Teaching and Learning and Caring Blog
EL PASO — They gave medallions to graduating students and faculty in honor of the 100,000th student to graduate from UTEP. Medallions are available for sale every year, and the proceeds go to a scholarship fund, but this 100,000th was a big deal. When you think about it, it is a big deal.
I arrive at the designated time to wait in the women’s basketball practice gym with other faculty members. It’s nice to see them. We drink coffee and tea and shoot the breeze while waiting. As the time for us to march into the Don Haskins Center, someone tries to organize us into two lines, by seniority, with our medallions underneath our hoods, which aren’t really hoods at all. He promises to check to make sure we have done it right. We pay him no mind and line up in crooked, haphazard fashion, still blabbing with each other.
Graduation is not only a special event for the students and their families; it is also special to the faculty that mentored and shepherded their students. Releasing them into the working world or sending them on to another university for further study is an emotional event for us too. As the brother of one of our graduate students told me at the requisite party after the ceremony: “You played all of the roles—villain, hero, sympathizer, task master.” It does feel like that.
Four of my students who comprised this 100,000th class walked across the stage and received a Master’s degree in Sociology. Three were undergraduates in my classes. I am there for them and a handful of other students. Three of the M.A. students are going on to Ph.D. programs, all expenses paid, so to speak. The fourth, Beto, is staying in El Paso partly because his wife, Natalia is in a Ph.D. program in psychology here. Maggie is going to Delaware, Eli to Ohio, and Alma to my Alma Mater, University of New Mexico.
Julian is receiving a Bachelor’s in Criminal Justice. He has two young sons and brought me an invitation to the ceremony over a month ago. The champion boxer Abe was also in this group. I got to see Tony and David at a departmental luncheon honoring graduates a week earlier. David and I were both at the César Chávez march. Shy Martín and “spaghetti Friday” Michael each received a degree in Psychology. Brandon got his degree in Theatre. Michael of Lusitania got a Master’s in English, but I had him in an undergraduate Methods class. We had some prior exchanges about his thesis topic, Cormac McCarthy. Cormac made West Texas “cool” for him, and I didn’t like the dude, despite having read all his books.

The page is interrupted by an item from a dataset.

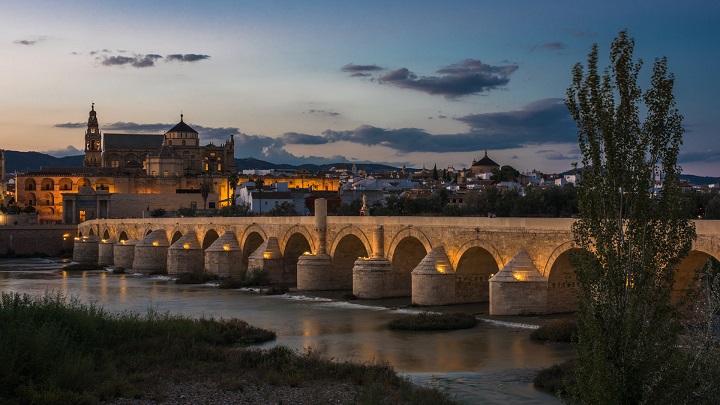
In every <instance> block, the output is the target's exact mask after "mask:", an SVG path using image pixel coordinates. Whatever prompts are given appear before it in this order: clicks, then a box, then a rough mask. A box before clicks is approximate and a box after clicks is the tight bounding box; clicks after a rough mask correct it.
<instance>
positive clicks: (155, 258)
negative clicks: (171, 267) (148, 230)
mask: <svg viewBox="0 0 720 405" xmlns="http://www.w3.org/2000/svg"><path fill="white" fill-rule="evenodd" d="M168 247H170V242H169V241H168V239H167V235H165V231H164V230H162V229H160V230H157V231H153V232H151V233H150V234H149V235H147V236H146V237H144V238H143V240H141V241H140V243H138V244H137V245H135V256H134V257H133V267H132V268H133V270H138V271H146V272H153V271H164V270H167V252H168Z"/></svg>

There were three surprises: two who were at the ceremony and one who was not. “Paintball” Ricky was a student of mine in his freshman year. I taught freshman seminar. As he passed by on his way out of the Don, I hugged him and he told me I was his first teacher at UTEP who didn’t let him be a slacker. His degree is in Organizational and Corporate Communication. Pati was a Communication graduate student years ago, but life kept getting in the way of her completion. I was even on her committee at one point. We were surprised to see each other. She thinking I was retired and out of the picture and I thinking she would never finish. What a wonderful surprise! “Mr. Intensity” Michael graduated with a degree in History, but I didn’t see him at the ceremony, and I would certainly have pricked up my ears at the sound of his last name. But there he was, listed in the program, with honors.
I have a few more students who graduated in this ceremony and a few more in the pipeline. I will be attending a few more ceremonies. But for now, I am proud and happy for the ones who graduated in this ceremony and received their 100,000th medallion. May some leave and carry the border to other places. May some leave and come back with new ideas, and may some stay, find jobs and families, and raise the next batch of UTEP graduates. Qué les vaya bien.